Sebagai darah muda yang selalu menggebu, hal ini bikin Nuriel panas. Ia langsung menyulut diskusi malam itu juga demi menjaga marwah persyarikatan. Baginya perlu upaya kolosal untuk menghancurkan mitos ini. Tidak, ini bukan mitos. Ini sudah masuk dalam kategori fitnah.

“Ini tidak bisa dibiarkan. Masa iya, Muhammadiyah yang punya amal usaha segunung dibilang nggak lucu? Muhammadiyah juga bisa bikin umat ketawa!” kata Nuriel sambil menggebrak meja kamar.

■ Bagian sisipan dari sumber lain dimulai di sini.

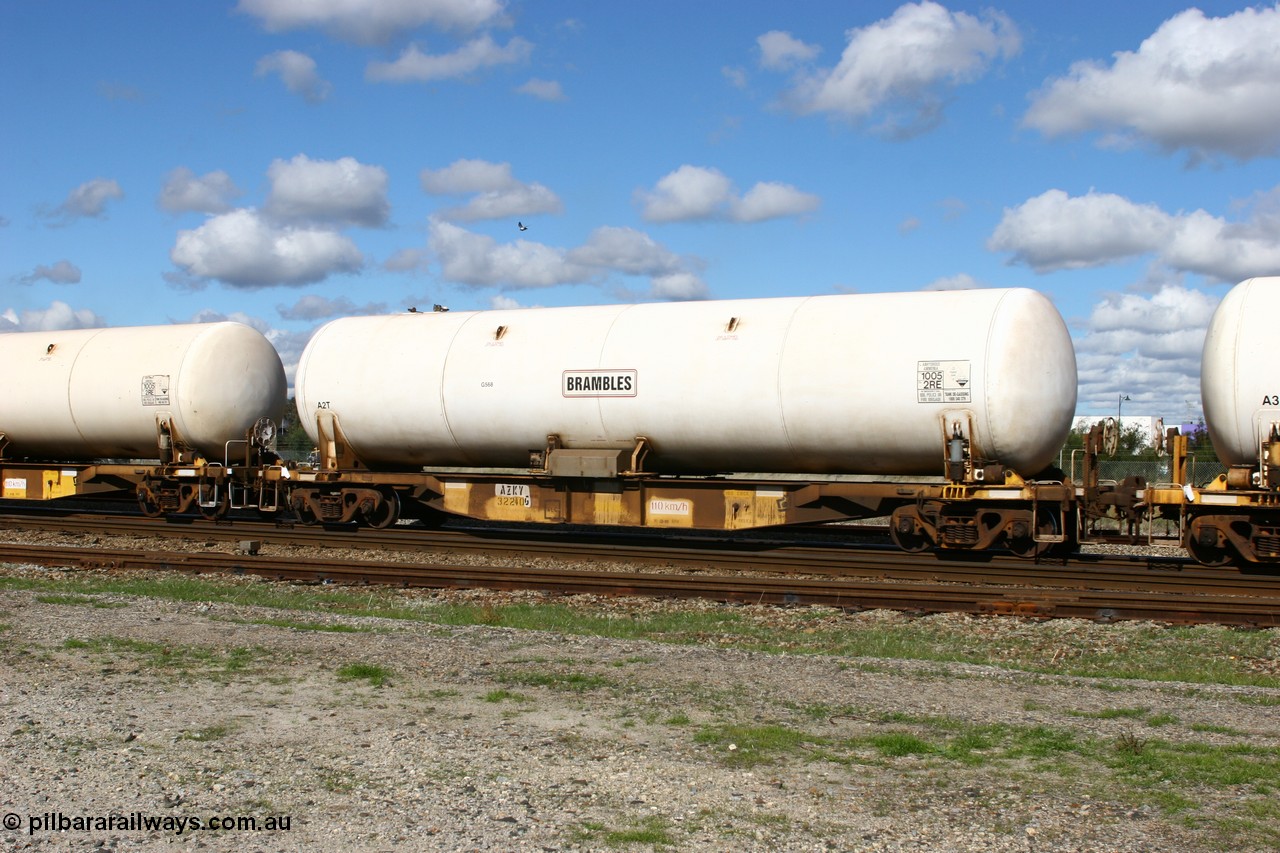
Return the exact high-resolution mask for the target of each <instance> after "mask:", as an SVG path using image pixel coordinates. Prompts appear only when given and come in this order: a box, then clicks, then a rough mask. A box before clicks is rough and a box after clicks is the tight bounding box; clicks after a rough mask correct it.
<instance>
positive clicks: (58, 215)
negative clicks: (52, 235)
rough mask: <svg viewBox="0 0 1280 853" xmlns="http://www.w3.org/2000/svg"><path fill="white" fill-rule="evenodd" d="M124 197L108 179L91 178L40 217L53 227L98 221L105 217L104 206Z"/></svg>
mask: <svg viewBox="0 0 1280 853" xmlns="http://www.w3.org/2000/svg"><path fill="white" fill-rule="evenodd" d="M123 197H124V190H122V188H120V184H119V183H118V182H116V181H113V179H110V178H93V179H92V181H88V182H86V183H82V184H81V186H78V187H76V188H74V190H72V191H70V192H69V193H67V199H65V200H63V202H61V204H60V205H58V206H56V207H54V209H52V210H46V211H42V215H44V216H46V218H49V219H52V220H54V223H52V224H55V225H67V224H70V223H73V222H76V220H77V219H82V218H86V216H88V218H93V219H100V218H102V216H104V215H106V205H108V202H110V201H116V200H119V199H123Z"/></svg>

Malik, yang sedang mengenakan jubah Akatsuki, cuma ngangguk santai. Ia kemudian menatap dalam-dalam kepada dua karibnya itu. “Kita ini kader Muhammadiyah. Masa iya kita biarin stigma kayak gitu? Muhammadiyah itu lucu, lucu parah! Kita perlu buktikan bahwa Muhammadiyah punya selera humor yang tinggi!”

“Kita harus melawan mereka, sebaik-baiknya, sehormat-hormatnya,” ujar Nuriel.

Imron, yang dikenal lebih kritis ala ala golongan kidal, cuma geleng-geleng kepala sambil nyedot tusuk gigi. “Oke, oke, tapi gimana caranya?”

Malik langsung menunjuk udara, gaya khas orang yang merasa sedang mendapatkan momen eureka. “Aku ada ide gila!” serunya.

“Kau emang sering gila, ide apa?” respon Imron.

“Kita bikin lembaga resmi.”

“Lembaga? Seriusan, Lik?”

“Iya, Mron.”

“Namanya?”

“Akatsuki.”

“Seriusan?!”

“Nggak, becanda.”

“Terus?”

“Lembaga Hikmah dan Humor, disingkat LHH!”

“Yang lain!”

“Majelis Tajdid dan Tawa, disingkat MTT!”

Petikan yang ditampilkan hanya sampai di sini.